In a humble office above a Dupont Circle bagel shop in Washington, D.C., a very small army of dedicated attorneys fights to protect your digital privacy. They vigilantly watch the watchers, among them the actual U.S. Army with its “surveillance blimps.” They comb through public records to expose secret surveillance. They use their expertise to champion privacy at every level of the courts. They educate the public and government officials about the many threats to privacy and civil liberties created by government and private data collection. They are EPIC. In its twenty years of existence, the Electronic Privacy Information Center (EPIC) has been privacy’s best advocate since Justices Warren and Brandeis defined the right to privacy in 1890. During the summer of 2014, I got to join EPIC as an Internet Public Interest Opportunities Program (IPIOP) Clerk.

During my first week at EPIC, I met Edward Snowden’s parents. They were accepting EPIC’s annual Champions of Freedom award on Snowden’s behalf. During a celebratory dinner, some of the foremost privacy scholars spoke about EPIC’s vital contributions to privacy and civil liberties. I knew I had come to a special place.

IPIOP is designed to educate and train law students in the practice of public interest privacy law. Aside from working on exciting cases, we had weekly training sessions on aspects of privacy advocacy: amicus briefs, comments on agency rulemakings, the Freedom of Information Act (FOIA), etc. This combination of work and training not only deepened my knowledge of privacy law but also gave me insight into how to use litigation, FOIA, administrative remedies, and other tools to protect privacy and civil liberties in the digital world. Different privacy problems call for different remedies, and throughout the summer I learned to identify those channels for relief. For example, the Federal Trade Commission’s authority to prevent unfair and deceptive trade practices has become a relatively promising (if sometimes disappointing) avenue for protecting consumers’ privacy against commercial data collection. When we learned that Facebook had disclosed users’ data for psychological research, I helped EPIC file an FTC complaint claiming that the practice was unfair and deceptive.

I also learned how to use FOIA to uncover hidden details about government surveillance and data collection. I filed (and appealed) a FOIA request to find out more information about the FBI’s Next Generation Identification (NGI) program, which is currently being implemented by state and local law enforcement agencies. The program outfits law enforcement with facial recognition, iris scanning, and other technologies to identify individuals using a large biometric database compiled by the FBI. I asked for information about the use of mobile biometric applications—cell phone apps that officers can use in the field to identify individuals based on their faces, irises, fingerprints, etc.—in connection with NGI.

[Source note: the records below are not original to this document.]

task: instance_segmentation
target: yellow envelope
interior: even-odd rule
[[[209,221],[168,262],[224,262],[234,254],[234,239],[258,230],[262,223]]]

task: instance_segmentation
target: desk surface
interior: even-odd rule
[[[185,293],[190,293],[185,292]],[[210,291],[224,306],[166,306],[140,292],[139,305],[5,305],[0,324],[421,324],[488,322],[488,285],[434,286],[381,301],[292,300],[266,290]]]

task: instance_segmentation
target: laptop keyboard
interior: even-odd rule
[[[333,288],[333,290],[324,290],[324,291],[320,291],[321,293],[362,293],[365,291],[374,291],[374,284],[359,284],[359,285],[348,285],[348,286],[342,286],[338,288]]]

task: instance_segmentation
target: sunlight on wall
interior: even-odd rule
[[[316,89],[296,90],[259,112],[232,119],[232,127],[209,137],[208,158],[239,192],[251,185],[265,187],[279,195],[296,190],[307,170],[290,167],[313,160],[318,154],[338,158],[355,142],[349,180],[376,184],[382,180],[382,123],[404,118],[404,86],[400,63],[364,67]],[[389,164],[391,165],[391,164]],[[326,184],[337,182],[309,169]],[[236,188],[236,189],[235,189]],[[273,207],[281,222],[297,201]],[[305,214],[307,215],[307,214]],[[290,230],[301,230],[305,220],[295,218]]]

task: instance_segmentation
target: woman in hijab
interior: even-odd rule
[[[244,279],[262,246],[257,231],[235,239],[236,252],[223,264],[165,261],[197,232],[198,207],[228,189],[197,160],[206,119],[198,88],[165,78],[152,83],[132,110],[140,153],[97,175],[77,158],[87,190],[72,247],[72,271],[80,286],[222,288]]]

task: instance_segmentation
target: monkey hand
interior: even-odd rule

Of course, the courts are an important forum for privacy law. EPIC uses its privacy expertise to file amicus briefs in cases that can use its help. I was able to propose and help draft EPIC’s amicus brief in Smith v. Obama, a Ninth Circuit appeal challenging the NSA’s collection of phone records. This was a fun extension of my work at the Electronic Frontier Foundation, where I also worked on a phone records collection case.

When it comes to digital data, individuals cannot fully protect their own privacy, in part because data collection practices are not transparent. Advocacy organizations like EPIC perform the necessary functions of uncovering and pushing back against these surreptitious, overreaching, and often illegal practices. My IPIOP clerkship was a unique opportunity to learn not only the substantive law of privacy but also the processes through which public interest groups accomplish their goals.

Natasha Duarte is a dual-degree student and Roy H. Park Fellow in the J.D./M.A. program in the Schools of Law and Journalism. Her areas of interest are technology law and digital civil liberties, particularly privacy and free speech issues.